I told Coyle the only thing I could tell him. “They’ll stop this fight on us and we could lose, so you got to get into Ellis’s ass with the bitch and then drop your right hand on him and get respect!

All Coyle did was to nod. He went out there serious as a diamondback. Six hard jabs busted up Ellis so bad that he couldn’t think nothing but the bitch. That’s when Coyle got the angle and, Bang! he hit Ellis with a straight right that was like the right hand of God. Lordy, Ellis was out for five minutes. He went down stiff like a tree and bounced on his face, and then one leg went all jerk and twitchy. We went to whooping and hugging. That right hand was lightning in human form. But what it was that did it for me wasn’t Coyle’s big right hand, it was the way he stuck the bitch, and the way Coyle listened to me in the corner.

Billy wanted to sign him right then, but I said wait, even though I knew Coyle was antsy to get him a place of his own. Besides, we had to wait a month and more to see if the eye’d heal complete.
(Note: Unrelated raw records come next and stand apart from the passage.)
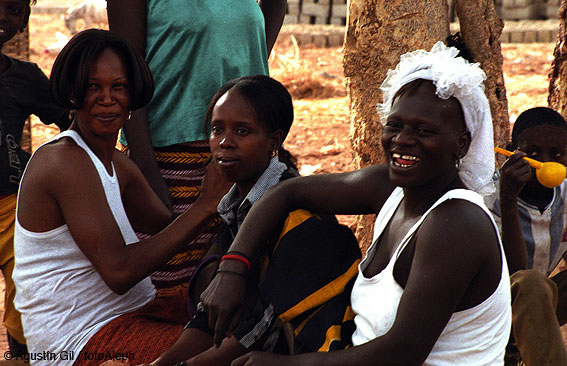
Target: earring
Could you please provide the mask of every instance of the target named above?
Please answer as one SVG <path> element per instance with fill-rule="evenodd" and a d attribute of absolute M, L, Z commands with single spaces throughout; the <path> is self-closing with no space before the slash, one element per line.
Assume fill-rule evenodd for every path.
<path fill-rule="evenodd" d="M 72 107 L 76 107 L 75 101 L 73 99 L 69 99 L 69 103 L 71 104 Z M 69 121 L 72 121 L 74 119 L 75 119 L 75 108 L 71 108 L 69 109 Z"/>
<path fill-rule="evenodd" d="M 129 111 L 128 112 L 128 120 L 131 120 L 131 119 L 132 119 L 132 111 Z"/>
<path fill-rule="evenodd" d="M 455 169 L 459 170 L 461 167 L 461 157 L 457 156 L 457 160 L 455 160 Z"/>
<path fill-rule="evenodd" d="M 272 158 L 278 156 L 278 150 L 272 151 Z"/>

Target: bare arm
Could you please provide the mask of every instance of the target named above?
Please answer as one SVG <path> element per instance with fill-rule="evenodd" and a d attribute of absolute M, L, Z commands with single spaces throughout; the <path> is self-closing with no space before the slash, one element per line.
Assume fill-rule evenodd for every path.
<path fill-rule="evenodd" d="M 355 172 L 289 179 L 254 204 L 230 250 L 252 257 L 288 212 L 303 208 L 319 213 L 376 213 L 393 190 L 385 166 L 372 166 Z M 243 264 L 224 261 L 224 269 L 243 271 Z M 214 342 L 220 344 L 244 296 L 244 281 L 239 276 L 218 273 L 201 295 L 209 326 L 215 330 Z"/>
<path fill-rule="evenodd" d="M 126 39 L 144 55 L 146 52 L 145 0 L 108 0 L 108 25 L 110 30 Z M 128 139 L 130 158 L 138 165 L 158 197 L 171 208 L 171 197 L 165 180 L 161 177 L 155 160 L 152 138 L 146 108 L 132 113 L 132 118 L 124 124 Z"/>
<path fill-rule="evenodd" d="M 146 52 L 146 0 L 107 0 L 108 26 L 144 55 Z"/>
<path fill-rule="evenodd" d="M 70 144 L 46 148 L 36 153 L 22 182 L 18 219 L 23 227 L 35 232 L 67 224 L 81 251 L 118 294 L 147 277 L 190 240 L 216 212 L 220 198 L 228 190 L 222 179 L 209 179 L 218 176 L 211 166 L 191 209 L 153 237 L 125 245 L 86 153 Z M 37 212 L 42 212 L 41 217 Z"/>
<path fill-rule="evenodd" d="M 124 124 L 124 133 L 128 140 L 128 156 L 138 165 L 142 174 L 162 200 L 171 209 L 171 196 L 166 181 L 161 176 L 157 164 L 152 138 L 148 125 L 146 108 L 132 112 L 132 118 Z"/>
<path fill-rule="evenodd" d="M 274 48 L 283 24 L 287 0 L 260 0 L 259 2 L 266 23 L 266 49 L 268 55 Z"/>
<path fill-rule="evenodd" d="M 421 365 L 451 315 L 481 303 L 500 280 L 502 262 L 492 225 L 479 208 L 462 203 L 439 206 L 419 229 L 397 316 L 385 335 L 336 352 L 296 357 L 251 353 L 233 366 Z"/>
<path fill-rule="evenodd" d="M 289 212 L 300 208 L 332 214 L 376 213 L 393 189 L 388 169 L 382 165 L 286 180 L 252 207 L 231 250 L 252 255 L 255 245 L 265 242 Z"/>
<path fill-rule="evenodd" d="M 502 244 L 510 274 L 528 267 L 528 250 L 518 212 L 518 195 L 532 177 L 528 162 L 522 159 L 524 156 L 526 154 L 519 152 L 508 158 L 502 165 L 500 176 Z"/>
<path fill-rule="evenodd" d="M 136 164 L 118 150 L 114 153 L 114 163 L 120 168 L 117 174 L 122 203 L 134 230 L 155 234 L 169 225 L 173 212 L 152 190 Z"/>

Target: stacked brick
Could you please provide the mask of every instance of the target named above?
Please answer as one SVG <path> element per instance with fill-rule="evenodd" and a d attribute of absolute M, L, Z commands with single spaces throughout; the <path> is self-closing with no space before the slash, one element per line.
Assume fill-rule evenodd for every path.
<path fill-rule="evenodd" d="M 447 0 L 454 20 L 454 2 Z M 504 20 L 557 19 L 561 0 L 495 0 Z M 345 25 L 347 0 L 288 0 L 285 24 Z"/>
<path fill-rule="evenodd" d="M 300 0 L 287 0 L 287 11 L 284 18 L 284 24 L 299 23 L 299 14 L 301 13 Z"/>
<path fill-rule="evenodd" d="M 330 24 L 346 25 L 348 3 L 347 0 L 331 0 Z"/>
<path fill-rule="evenodd" d="M 556 19 L 561 0 L 500 0 L 504 20 Z"/>
<path fill-rule="evenodd" d="M 329 24 L 331 0 L 303 0 L 299 22 L 302 24 Z"/>
<path fill-rule="evenodd" d="M 547 0 L 547 7 L 545 9 L 545 15 L 547 19 L 555 19 L 559 17 L 560 5 L 561 0 Z"/>
<path fill-rule="evenodd" d="M 293 36 L 298 44 L 316 47 L 340 47 L 345 38 L 345 27 L 332 24 L 288 24 L 282 27 L 278 39 Z"/>
<path fill-rule="evenodd" d="M 345 25 L 347 0 L 288 0 L 284 24 Z"/>
<path fill-rule="evenodd" d="M 508 21 L 500 41 L 502 43 L 552 43 L 557 39 L 559 20 Z"/>

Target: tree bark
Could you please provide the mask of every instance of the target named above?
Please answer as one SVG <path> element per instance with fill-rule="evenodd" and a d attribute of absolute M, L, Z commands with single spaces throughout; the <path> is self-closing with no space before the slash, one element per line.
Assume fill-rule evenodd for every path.
<path fill-rule="evenodd" d="M 463 40 L 474 62 L 480 62 L 486 73 L 484 86 L 492 112 L 494 144 L 504 146 L 510 133 L 500 44 L 504 23 L 493 0 L 457 0 L 456 12 Z"/>
<path fill-rule="evenodd" d="M 553 51 L 553 62 L 549 73 L 547 103 L 563 117 L 567 116 L 567 0 L 559 8 L 559 34 Z"/>
<path fill-rule="evenodd" d="M 344 45 L 344 72 L 350 107 L 350 135 L 357 168 L 384 162 L 382 125 L 376 105 L 380 85 L 400 56 L 430 49 L 449 35 L 446 0 L 350 0 Z M 372 238 L 373 215 L 358 220 L 357 237 L 365 250 Z"/>

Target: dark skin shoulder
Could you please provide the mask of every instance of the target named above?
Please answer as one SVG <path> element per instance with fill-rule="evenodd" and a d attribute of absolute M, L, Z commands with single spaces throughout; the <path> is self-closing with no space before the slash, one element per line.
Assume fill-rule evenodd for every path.
<path fill-rule="evenodd" d="M 105 283 L 123 294 L 194 237 L 216 212 L 228 185 L 214 167 L 207 167 L 195 204 L 163 227 L 171 219 L 170 211 L 143 182 L 133 163 L 116 150 L 112 157 L 128 217 L 137 225 L 156 220 L 150 225 L 153 231 L 161 230 L 157 234 L 125 245 L 96 168 L 87 153 L 69 138 L 44 145 L 30 160 L 20 185 L 18 220 L 33 232 L 66 224 Z"/>
<path fill-rule="evenodd" d="M 348 173 L 297 177 L 282 182 L 276 189 L 290 191 L 291 210 L 374 214 L 380 211 L 394 186 L 388 178 L 387 167 L 373 165 Z"/>
<path fill-rule="evenodd" d="M 171 222 L 171 212 L 161 202 L 156 201 L 155 195 L 150 194 L 149 185 L 130 159 L 116 150 L 113 162 L 123 194 L 124 207 L 133 227 L 144 229 L 144 232 L 148 233 L 163 229 Z M 77 171 L 81 171 L 81 174 L 74 173 Z M 55 197 L 65 199 L 74 194 L 84 196 L 81 198 L 82 202 L 89 204 L 90 207 L 89 198 L 81 192 L 91 188 L 95 190 L 102 188 L 100 185 L 92 184 L 92 182 L 100 182 L 100 178 L 87 153 L 67 138 L 39 149 L 34 159 L 30 161 L 26 175 L 28 179 L 21 187 L 26 194 L 22 195 L 21 200 L 23 203 L 29 201 L 42 205 L 41 212 L 46 215 L 42 220 L 28 220 L 27 215 L 30 212 L 26 210 L 28 206 L 23 205 L 19 211 L 19 219 L 27 224 L 24 225 L 26 228 L 36 232 L 51 230 L 66 222 Z M 61 182 L 53 184 L 53 176 L 61 177 Z M 26 183 L 32 180 L 38 182 L 34 184 L 33 189 Z M 40 197 L 50 199 L 39 199 Z M 139 197 L 145 199 L 140 200 Z M 94 206 L 94 203 L 92 205 Z"/>
<path fill-rule="evenodd" d="M 139 232 L 155 234 L 167 226 L 173 218 L 171 211 L 153 194 L 136 164 L 118 150 L 114 152 L 113 161 L 120 182 L 122 203 L 132 227 Z"/>
<path fill-rule="evenodd" d="M 39 148 L 28 164 L 26 179 L 20 185 L 18 220 L 22 226 L 30 231 L 43 232 L 65 224 L 57 197 L 65 199 L 78 194 L 81 184 L 98 179 L 89 162 L 84 150 L 70 139 L 61 139 Z M 74 169 L 85 166 L 84 174 L 73 174 Z M 61 177 L 62 184 L 53 184 L 53 176 Z M 36 210 L 43 213 L 42 220 L 36 219 Z"/>
<path fill-rule="evenodd" d="M 413 348 L 404 364 L 421 364 L 455 311 L 476 306 L 494 292 L 502 259 L 489 220 L 463 200 L 446 201 L 426 217 L 414 238 L 413 257 L 407 248 L 394 268 L 404 293 L 393 327 L 385 339 L 375 340 L 380 350 L 375 355 L 385 352 L 388 347 L 382 347 L 389 342 L 403 342 Z"/>
<path fill-rule="evenodd" d="M 421 365 L 451 315 L 480 304 L 500 282 L 502 257 L 487 220 L 479 207 L 463 200 L 444 202 L 427 216 L 396 262 L 395 278 L 404 293 L 387 334 L 330 353 L 252 352 L 233 365 Z"/>
<path fill-rule="evenodd" d="M 451 206 L 456 207 L 454 211 L 458 212 L 459 216 L 451 216 L 450 214 Z M 458 208 L 459 206 L 462 206 L 462 208 Z M 401 210 L 398 210 L 396 212 L 394 218 L 388 223 L 382 235 L 377 239 L 378 243 L 377 243 L 377 249 L 375 255 L 372 258 L 372 260 L 370 260 L 367 267 L 363 271 L 365 277 L 373 277 L 376 274 L 380 273 L 386 267 L 386 265 L 394 255 L 394 250 L 397 248 L 397 246 L 402 241 L 403 237 L 405 237 L 406 233 L 410 230 L 410 228 L 417 222 L 417 219 L 415 220 L 410 219 L 408 220 L 407 223 L 402 222 L 403 220 L 399 218 L 399 216 L 401 216 L 401 214 L 399 213 L 400 211 Z M 465 215 L 465 213 L 469 213 L 469 215 Z M 459 219 L 455 220 L 456 217 L 459 217 Z M 475 229 L 474 232 L 469 233 L 469 231 L 472 231 L 470 225 L 468 224 L 463 225 L 463 221 L 461 219 L 465 219 L 464 222 L 475 222 L 475 221 L 480 222 L 481 225 L 479 225 L 479 229 Z M 428 225 L 432 226 L 432 228 L 429 229 Z M 437 228 L 437 226 L 439 227 Z M 490 223 L 490 220 L 488 219 L 486 214 L 484 214 L 484 212 L 479 207 L 468 204 L 466 201 L 452 200 L 441 204 L 438 208 L 433 210 L 429 216 L 427 216 L 422 226 L 409 239 L 406 247 L 402 250 L 396 261 L 396 264 L 394 266 L 394 278 L 402 288 L 405 288 L 407 284 L 408 277 L 410 275 L 410 270 L 412 268 L 412 263 L 414 260 L 416 243 L 419 241 L 419 238 L 422 235 L 424 235 L 423 234 L 424 230 L 433 231 L 433 232 L 438 231 L 439 233 L 446 232 L 449 239 L 453 239 L 453 238 L 456 239 L 457 234 L 451 233 L 451 231 L 455 227 L 456 228 L 461 227 L 460 229 L 457 229 L 457 233 L 460 233 L 461 231 L 464 230 L 464 232 L 467 233 L 467 237 L 469 237 L 470 235 L 480 234 L 480 231 L 478 230 L 490 228 L 492 227 L 492 224 Z M 494 234 L 493 231 L 492 234 Z M 485 237 L 490 237 L 490 232 L 485 232 L 482 235 Z M 459 246 L 460 244 L 461 242 L 454 243 L 455 246 Z M 478 251 L 479 246 L 485 244 L 486 241 L 478 242 L 475 245 L 467 246 L 466 248 L 464 248 L 464 250 L 469 250 L 472 252 L 472 254 L 476 255 L 479 254 Z M 480 251 L 480 253 L 485 253 L 487 251 L 493 252 L 493 254 L 481 259 L 492 262 L 491 265 L 493 265 L 494 268 L 496 269 L 499 268 L 498 266 L 501 261 L 501 255 L 498 246 L 494 245 L 493 243 L 489 244 L 487 245 L 487 248 Z M 465 258 L 467 257 L 470 258 L 470 255 L 472 255 L 472 254 L 466 255 L 465 251 L 462 251 L 462 253 Z M 490 288 L 490 287 L 489 288 L 481 287 L 479 290 L 483 290 L 483 289 L 486 290 L 486 293 L 488 294 L 492 293 L 494 290 L 494 288 Z M 484 299 L 486 298 L 486 296 L 484 296 L 486 295 L 486 293 L 480 291 L 479 295 L 481 298 Z M 463 301 L 463 303 L 457 307 L 457 311 L 471 307 L 470 305 L 475 303 L 474 296 L 471 297 L 473 297 L 471 301 L 468 300 Z"/>
<path fill-rule="evenodd" d="M 471 226 L 471 223 L 475 225 Z M 476 259 L 478 271 L 471 277 L 471 283 L 466 287 L 466 293 L 455 311 L 474 307 L 496 289 L 500 281 L 502 253 L 489 217 L 480 207 L 469 202 L 450 200 L 430 213 L 400 253 L 394 266 L 394 278 L 402 288 L 405 288 L 414 263 L 416 243 L 435 244 L 442 239 L 440 234 L 446 235 L 443 239 L 448 239 L 448 249 L 454 250 L 455 255 L 450 255 L 450 252 L 445 253 L 439 246 L 432 245 L 431 251 L 439 251 L 439 256 L 436 258 L 449 261 L 465 260 L 467 263 L 470 263 L 471 259 Z M 432 237 L 420 240 L 425 235 Z"/>

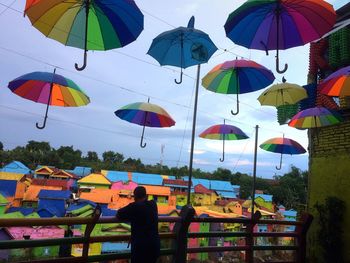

It took longer than we thought, so Billy started paying the boy three hundred a week walking-around money. Folks at the casino was so wild about that right hand coming outta a white boy that Billy was able to get twenty-five thousand for Coyle’s next fight soon’s a doctor’d clear his eye. And sure enough, Coyle was right back in the gym when the doctor gave him the okay. But he had some kind of funny look to him, so I told him to go home and rest. But no, Coyle kept showing up saying he wanted to get back to that casino. How do you reach the brain of a pure-strain male hormone when he’s eighteen and one, with sixteen KOs? But one morning when me and Dee-Cee was out with him doing his road work, we got a surprise. Coyle started pressing his chest and had to stop running. Damn if he didn’t look half-blue and ready to go down. Me and Dee-Cee walked him back to the car, both holding him by a arm. I thought maybe it was a heart attack. We hauled ass over to Emergency. They checked him all over, hooked him up to all the machines, checked his blood for enzymes. Said it wasn’t no heart attack, said it was maybe some kind of quick virus going around that could knock folks down. Coyle wanted to know when he’d be able to fight again in Mississippi, and I told him to forget Mississippi till he was well. On our way out, the doctor got me to the side to tell me he wasn’t positive Coyle was sick.